学園(ここ)来て数週間で…?怪しいわね。ここ来る前は何してたの?」


「やましいことは無いよ。ただ、お金のゴリ押しただけ。ここ来る前は宿屋の居候だしね」


「へぇ~…」


 サリアは自然にフェイドアウトし、カイトにスッと近づく。


「あいつの資金源ってなんなの?あなた知ってる?」


「知ってるが…教えていいのか!?」


 カイトは教えていいのか戸惑いリュートに話しかける。リュートはそれを隠している訳では無いが彼の手の内を晒す事になってしまう。


「ないしょ」


「だとよ」


「そう、残念ね」


 そうこうしている間にリュートへ(かえ)しの連絡が入った。


「あっ、分かったって」


「早いわね」


「今回は、有名な人だからね。仕事は折り紙付きだよ」


「え~と…」


 リュートは何かを探す様に辺りを見回す。そして、ニナを見つけて声をかけた。


「ニナさん、ちょっと空いてる?」


「はい、なんでしょう?」


「いつものお願い」


 そう言うと、リュートはカードをニナに向けた。

 情報の受け取りの依頼である。


「かしこまりました。」


 ニナはリュートのカードに自身のカードを重ね指定場所の情報を受け取ると教室を出た。

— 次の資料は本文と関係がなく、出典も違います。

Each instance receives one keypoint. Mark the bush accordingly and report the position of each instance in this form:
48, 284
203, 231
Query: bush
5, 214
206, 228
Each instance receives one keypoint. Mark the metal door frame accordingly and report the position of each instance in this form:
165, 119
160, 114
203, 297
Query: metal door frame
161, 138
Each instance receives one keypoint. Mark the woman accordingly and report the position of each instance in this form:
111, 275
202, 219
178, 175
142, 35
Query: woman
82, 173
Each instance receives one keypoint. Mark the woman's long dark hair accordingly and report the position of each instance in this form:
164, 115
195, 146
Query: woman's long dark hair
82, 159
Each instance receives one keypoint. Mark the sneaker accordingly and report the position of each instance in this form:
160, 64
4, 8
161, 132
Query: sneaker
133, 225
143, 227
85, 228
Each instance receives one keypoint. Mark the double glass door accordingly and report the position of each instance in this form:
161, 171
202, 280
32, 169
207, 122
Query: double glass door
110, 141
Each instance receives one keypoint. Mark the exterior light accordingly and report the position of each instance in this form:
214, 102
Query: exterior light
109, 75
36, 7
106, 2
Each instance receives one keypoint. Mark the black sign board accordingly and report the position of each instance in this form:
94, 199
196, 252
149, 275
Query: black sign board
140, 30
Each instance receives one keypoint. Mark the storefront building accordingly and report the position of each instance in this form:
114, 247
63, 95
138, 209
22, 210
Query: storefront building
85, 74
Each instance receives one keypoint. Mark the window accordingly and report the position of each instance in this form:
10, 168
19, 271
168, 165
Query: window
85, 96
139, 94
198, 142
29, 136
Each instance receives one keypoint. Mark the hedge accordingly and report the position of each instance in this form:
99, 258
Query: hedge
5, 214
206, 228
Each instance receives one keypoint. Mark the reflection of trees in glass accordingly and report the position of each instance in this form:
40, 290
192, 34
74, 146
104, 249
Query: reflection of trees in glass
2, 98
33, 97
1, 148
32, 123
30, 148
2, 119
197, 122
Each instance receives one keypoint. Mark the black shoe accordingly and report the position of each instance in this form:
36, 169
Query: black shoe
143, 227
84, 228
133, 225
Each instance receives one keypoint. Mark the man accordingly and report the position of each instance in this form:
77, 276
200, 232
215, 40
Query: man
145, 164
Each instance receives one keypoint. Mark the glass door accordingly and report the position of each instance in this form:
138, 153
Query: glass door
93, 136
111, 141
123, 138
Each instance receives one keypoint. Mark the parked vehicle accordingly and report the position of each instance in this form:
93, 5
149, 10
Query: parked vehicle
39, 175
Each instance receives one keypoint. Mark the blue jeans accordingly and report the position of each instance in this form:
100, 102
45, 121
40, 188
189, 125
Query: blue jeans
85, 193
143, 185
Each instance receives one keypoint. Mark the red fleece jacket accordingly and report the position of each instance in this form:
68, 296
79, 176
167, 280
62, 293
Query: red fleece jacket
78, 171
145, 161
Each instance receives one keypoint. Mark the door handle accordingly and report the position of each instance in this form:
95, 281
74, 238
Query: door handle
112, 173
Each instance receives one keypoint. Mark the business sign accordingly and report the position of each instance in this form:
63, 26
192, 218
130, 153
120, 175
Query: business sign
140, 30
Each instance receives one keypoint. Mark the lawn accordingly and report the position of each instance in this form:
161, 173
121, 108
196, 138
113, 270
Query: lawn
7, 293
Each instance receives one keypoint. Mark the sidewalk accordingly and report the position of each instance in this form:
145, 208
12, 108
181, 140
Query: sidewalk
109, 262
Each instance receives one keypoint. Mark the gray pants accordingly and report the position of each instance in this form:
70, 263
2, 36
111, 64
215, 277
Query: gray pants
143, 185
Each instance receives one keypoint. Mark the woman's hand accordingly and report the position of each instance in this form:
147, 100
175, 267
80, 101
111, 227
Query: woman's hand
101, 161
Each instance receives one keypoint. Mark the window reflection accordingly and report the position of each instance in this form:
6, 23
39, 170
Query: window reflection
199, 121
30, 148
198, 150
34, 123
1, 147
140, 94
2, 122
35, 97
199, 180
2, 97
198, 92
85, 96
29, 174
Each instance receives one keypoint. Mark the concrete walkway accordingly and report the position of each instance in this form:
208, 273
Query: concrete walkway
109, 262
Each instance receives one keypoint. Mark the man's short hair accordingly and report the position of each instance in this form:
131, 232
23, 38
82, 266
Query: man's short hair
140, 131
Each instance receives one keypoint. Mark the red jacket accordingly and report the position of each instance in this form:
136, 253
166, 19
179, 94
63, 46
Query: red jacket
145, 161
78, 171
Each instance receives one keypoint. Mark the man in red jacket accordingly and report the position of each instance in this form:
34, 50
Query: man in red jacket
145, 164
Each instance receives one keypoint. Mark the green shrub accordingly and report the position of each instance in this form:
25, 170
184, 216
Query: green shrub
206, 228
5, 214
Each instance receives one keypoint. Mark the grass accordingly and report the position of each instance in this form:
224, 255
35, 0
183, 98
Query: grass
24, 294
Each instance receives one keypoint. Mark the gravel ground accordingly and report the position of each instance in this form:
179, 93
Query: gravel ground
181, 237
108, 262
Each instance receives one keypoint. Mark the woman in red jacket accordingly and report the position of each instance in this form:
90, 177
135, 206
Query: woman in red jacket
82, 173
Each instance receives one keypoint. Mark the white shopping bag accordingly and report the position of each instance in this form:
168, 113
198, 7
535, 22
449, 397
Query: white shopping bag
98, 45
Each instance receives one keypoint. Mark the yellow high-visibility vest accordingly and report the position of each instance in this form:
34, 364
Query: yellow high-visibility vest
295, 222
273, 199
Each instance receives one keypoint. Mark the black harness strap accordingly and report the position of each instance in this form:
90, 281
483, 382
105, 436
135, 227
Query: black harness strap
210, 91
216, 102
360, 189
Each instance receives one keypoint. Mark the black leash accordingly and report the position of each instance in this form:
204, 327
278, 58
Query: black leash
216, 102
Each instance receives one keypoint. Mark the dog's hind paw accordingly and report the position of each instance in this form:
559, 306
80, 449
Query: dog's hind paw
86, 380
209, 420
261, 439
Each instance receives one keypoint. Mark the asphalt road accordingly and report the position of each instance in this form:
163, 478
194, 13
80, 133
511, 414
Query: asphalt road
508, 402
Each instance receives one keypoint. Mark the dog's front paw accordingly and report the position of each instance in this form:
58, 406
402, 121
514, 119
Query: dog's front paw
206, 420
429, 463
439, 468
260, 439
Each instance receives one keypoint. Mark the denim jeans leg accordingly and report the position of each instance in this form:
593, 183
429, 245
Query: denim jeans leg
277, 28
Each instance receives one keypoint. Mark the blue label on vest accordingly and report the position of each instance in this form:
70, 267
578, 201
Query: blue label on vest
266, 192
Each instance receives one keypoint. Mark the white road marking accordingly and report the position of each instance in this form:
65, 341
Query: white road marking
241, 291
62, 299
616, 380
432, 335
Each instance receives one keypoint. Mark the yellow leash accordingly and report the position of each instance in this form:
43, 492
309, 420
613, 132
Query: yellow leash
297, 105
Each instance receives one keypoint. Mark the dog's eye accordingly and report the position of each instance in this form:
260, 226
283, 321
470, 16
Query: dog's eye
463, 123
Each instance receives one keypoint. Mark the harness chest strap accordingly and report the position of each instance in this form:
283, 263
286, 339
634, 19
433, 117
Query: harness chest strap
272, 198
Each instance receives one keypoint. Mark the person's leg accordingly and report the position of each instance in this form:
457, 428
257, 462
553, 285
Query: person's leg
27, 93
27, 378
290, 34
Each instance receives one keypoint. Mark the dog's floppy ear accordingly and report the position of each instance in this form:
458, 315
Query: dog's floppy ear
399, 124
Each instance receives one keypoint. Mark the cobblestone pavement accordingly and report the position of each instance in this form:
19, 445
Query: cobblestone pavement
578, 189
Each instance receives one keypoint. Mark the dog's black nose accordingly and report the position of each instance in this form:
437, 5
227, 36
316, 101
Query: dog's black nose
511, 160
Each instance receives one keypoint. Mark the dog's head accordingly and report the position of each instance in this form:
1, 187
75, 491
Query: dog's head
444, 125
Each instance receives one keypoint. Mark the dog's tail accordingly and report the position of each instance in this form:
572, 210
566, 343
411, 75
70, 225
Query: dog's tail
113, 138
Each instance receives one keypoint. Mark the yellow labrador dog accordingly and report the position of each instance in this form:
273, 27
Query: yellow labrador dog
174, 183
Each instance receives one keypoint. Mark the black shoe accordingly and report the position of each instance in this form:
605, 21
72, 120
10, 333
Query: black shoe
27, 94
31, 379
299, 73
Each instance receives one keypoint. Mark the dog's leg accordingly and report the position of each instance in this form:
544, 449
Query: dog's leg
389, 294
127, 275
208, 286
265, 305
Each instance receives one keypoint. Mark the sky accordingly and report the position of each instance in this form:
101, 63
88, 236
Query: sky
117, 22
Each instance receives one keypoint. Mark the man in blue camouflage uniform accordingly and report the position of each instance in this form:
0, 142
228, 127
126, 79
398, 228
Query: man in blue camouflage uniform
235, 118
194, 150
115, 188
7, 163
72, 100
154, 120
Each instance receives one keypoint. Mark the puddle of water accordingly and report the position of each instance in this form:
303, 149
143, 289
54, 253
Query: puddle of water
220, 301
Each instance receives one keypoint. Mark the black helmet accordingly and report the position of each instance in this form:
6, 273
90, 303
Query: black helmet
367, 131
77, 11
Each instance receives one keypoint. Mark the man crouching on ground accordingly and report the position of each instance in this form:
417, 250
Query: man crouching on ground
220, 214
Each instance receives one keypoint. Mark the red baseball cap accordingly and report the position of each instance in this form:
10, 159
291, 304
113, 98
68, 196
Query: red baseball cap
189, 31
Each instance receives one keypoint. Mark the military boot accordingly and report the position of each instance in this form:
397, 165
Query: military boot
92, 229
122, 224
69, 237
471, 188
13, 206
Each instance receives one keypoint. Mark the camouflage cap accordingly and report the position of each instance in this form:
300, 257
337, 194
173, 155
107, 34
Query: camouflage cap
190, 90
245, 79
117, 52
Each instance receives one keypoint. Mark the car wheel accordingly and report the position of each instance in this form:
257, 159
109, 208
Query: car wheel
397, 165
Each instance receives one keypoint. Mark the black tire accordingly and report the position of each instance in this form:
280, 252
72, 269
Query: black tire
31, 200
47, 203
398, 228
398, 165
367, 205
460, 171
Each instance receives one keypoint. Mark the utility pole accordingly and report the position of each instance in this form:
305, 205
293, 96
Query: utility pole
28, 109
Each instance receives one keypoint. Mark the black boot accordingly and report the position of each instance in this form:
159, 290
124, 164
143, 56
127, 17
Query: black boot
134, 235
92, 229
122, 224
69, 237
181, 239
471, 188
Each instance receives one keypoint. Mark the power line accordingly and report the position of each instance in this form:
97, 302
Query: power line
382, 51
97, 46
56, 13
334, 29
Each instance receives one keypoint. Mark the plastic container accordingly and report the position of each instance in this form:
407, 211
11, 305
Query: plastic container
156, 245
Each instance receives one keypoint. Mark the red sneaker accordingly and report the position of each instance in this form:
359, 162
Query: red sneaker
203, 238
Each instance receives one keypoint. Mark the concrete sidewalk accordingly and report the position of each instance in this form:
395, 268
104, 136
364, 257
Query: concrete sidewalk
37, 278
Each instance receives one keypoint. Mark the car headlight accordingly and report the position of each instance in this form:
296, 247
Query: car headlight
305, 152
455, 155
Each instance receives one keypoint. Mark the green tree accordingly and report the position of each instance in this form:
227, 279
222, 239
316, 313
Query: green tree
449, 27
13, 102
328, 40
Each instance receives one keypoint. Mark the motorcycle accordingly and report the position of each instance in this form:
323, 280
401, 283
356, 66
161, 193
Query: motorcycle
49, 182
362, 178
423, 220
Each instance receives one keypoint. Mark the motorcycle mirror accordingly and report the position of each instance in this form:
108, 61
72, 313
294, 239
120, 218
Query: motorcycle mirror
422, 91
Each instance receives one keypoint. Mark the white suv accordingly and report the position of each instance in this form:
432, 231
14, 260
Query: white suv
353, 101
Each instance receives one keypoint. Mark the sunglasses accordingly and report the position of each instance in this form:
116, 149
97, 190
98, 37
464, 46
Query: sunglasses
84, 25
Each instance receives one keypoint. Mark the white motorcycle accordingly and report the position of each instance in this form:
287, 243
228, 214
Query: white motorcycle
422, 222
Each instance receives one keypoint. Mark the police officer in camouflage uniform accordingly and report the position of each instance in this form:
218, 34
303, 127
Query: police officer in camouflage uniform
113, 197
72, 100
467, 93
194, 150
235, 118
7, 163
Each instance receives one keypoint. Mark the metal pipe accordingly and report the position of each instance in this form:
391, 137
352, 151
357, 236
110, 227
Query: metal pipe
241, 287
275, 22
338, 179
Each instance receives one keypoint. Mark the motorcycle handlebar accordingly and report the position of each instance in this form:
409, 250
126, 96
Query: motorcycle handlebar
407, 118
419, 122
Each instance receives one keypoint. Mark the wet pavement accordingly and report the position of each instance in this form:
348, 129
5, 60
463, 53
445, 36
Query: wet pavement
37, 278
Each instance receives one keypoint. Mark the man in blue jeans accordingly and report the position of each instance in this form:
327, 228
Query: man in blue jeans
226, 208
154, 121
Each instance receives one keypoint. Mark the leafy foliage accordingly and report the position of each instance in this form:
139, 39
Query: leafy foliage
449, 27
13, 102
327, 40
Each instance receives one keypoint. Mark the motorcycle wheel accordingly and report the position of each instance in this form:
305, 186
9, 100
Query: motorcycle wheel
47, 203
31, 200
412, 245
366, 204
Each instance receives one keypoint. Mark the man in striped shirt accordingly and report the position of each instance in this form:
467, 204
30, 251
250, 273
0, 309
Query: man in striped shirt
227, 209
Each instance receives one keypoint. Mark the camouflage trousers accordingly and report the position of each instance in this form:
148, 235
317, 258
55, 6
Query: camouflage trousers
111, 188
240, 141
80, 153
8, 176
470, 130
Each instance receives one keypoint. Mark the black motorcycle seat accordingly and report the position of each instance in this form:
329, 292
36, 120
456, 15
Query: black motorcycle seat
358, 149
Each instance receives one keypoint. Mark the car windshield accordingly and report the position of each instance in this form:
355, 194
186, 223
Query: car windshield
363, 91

 情報屋との接触には多少の心得が必要になる。第三者に情報が漏れない様にするのはもちろんのこと、互いに弱みを握られない様に細心の注意を払う必要がある。


 リュートにはその心得が無かった。そこで、技術を持ち、金欠気味のニナと利害が一致したのである。


 今の時代、ネットを経して連絡を取ると情報屋に全て筒抜けになると言ってもいい。それどころか割り込まれ間違った情報を吹き込まれる可能性もある。

 そのため、少なくとも情報の受け取り、出来れば依頼も直接接触して行うのが決まりとなっている。


 なお、リュートはめんどくさがってほとんどの依頼をネット経由で済ましている。

 

それから程なくしてニナが帰ってきた。


「ただいま戻りました。」


「ありがと」


 リュートがカードを差し出す。


「フフ、毎度ありがとうございます。それと、依頼を頼まれました。物のついでいいと…、お使いみたいなものだそうです」


 彼女は出されたカードに自身のカードを重ねる。


「わかったよ」


 受け取った情報によると1-4はクラス全員で自然公園に潜伏しているとのこと。


(おかしいな…)


 リュートはこの情報に違和感を覚えた。

 複数回利用した経験からして質と量が低いような気がする。


 だが、その理由は依頼を見てすぐに理解した。


 そこには、前置きもなく文が(つづ)られていた。


 中途半端な情報ですまない。依頼料は一部返金させてもらう。

 どうやら私のドローンを片っ端から破壊して回っている者がいるようだ。調べて欲しい。

 余裕があればで構わない。君も準備期間で忙しいだろう。情報にはそれ相応の報酬を支払う。

 もちろん、君のような将来有望な客にはしっかりと色をつけるつもりだ。これからもどうかご贔屓に。